Chikara and Shirasu

by adrian.dakota

The crackling of fire was what brought Jeron back to consciousness. A sizzling, burning feeling by his right ear. Bright, ever-changing, and powerful.

‘You’re awake,” said a hard voice shortly. “Three hours. That’s the shortest anyone’s ever recovered from my chikara. You’re special, Jeron.”

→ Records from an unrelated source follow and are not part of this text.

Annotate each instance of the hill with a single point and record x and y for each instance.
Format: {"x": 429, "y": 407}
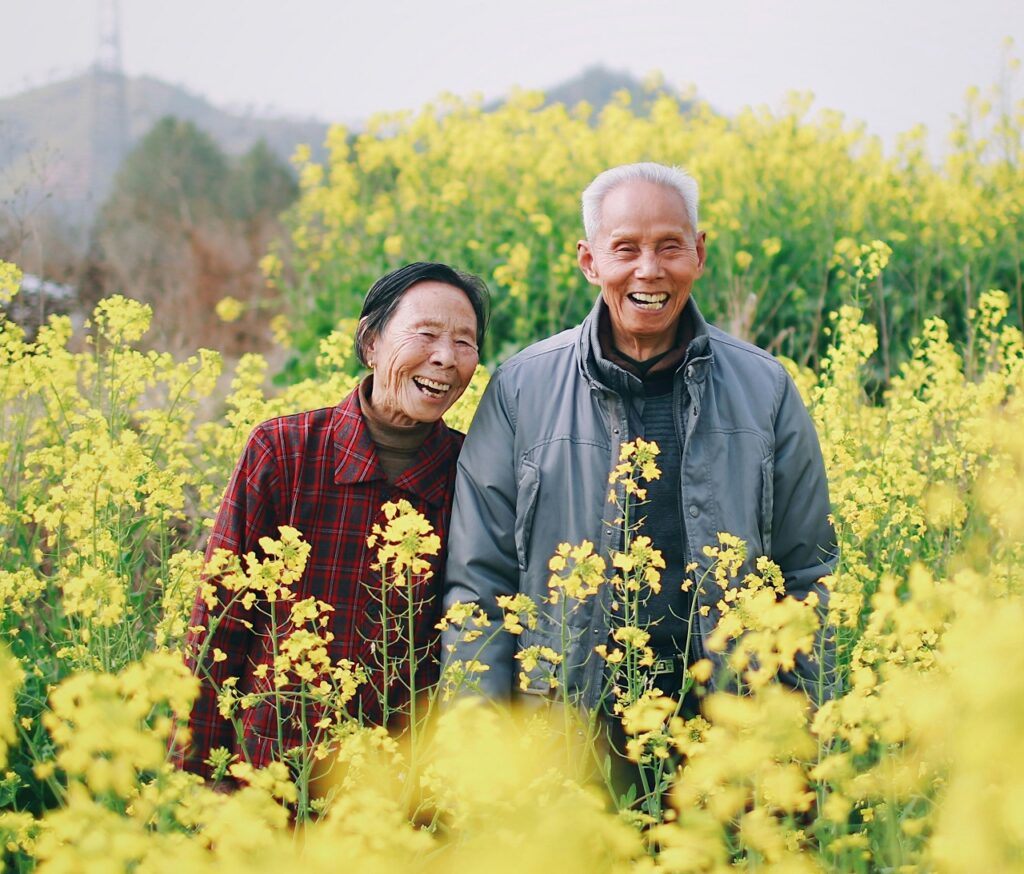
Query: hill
{"x": 60, "y": 143}
{"x": 57, "y": 140}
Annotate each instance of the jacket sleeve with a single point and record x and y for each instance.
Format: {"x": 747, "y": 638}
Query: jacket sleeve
{"x": 481, "y": 552}
{"x": 246, "y": 515}
{"x": 803, "y": 537}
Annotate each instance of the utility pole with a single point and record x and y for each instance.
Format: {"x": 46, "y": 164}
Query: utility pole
{"x": 110, "y": 101}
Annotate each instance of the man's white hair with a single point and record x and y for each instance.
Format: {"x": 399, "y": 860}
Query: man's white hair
{"x": 671, "y": 177}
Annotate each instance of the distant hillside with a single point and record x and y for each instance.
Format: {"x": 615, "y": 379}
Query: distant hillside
{"x": 597, "y": 85}
{"x": 58, "y": 141}
{"x": 55, "y": 139}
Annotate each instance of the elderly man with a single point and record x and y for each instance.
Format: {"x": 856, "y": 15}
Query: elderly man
{"x": 738, "y": 452}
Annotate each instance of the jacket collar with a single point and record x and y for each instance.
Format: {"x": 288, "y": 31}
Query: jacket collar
{"x": 601, "y": 372}
{"x": 355, "y": 456}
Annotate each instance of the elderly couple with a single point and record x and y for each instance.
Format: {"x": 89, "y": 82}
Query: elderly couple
{"x": 738, "y": 453}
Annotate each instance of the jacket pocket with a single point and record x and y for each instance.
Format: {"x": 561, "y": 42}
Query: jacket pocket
{"x": 525, "y": 506}
{"x": 767, "y": 501}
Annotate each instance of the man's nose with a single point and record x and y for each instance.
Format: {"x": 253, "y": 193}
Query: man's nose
{"x": 648, "y": 264}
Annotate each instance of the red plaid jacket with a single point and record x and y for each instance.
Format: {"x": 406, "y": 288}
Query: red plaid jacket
{"x": 317, "y": 472}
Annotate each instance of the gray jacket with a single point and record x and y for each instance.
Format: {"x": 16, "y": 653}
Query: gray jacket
{"x": 534, "y": 473}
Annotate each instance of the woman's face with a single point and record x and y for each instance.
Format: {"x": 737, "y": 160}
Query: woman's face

Jeron cracked open one eyelid, confused. Chikara? That sounded faintly familiar, as though Jeron had heard it somewhere before, but he couldn’t recall where that word came from. It sounded powerful, demanding, and violent. He didn’t like it.

Above him, tall mountains rose into the sky. It was nearing daybreak, and the clouds way above him were beginning to lighten up with the blue rays of dawn. The mountains. That meant that they couldn’t be too far from the village… the mountains… hell, he got carried here?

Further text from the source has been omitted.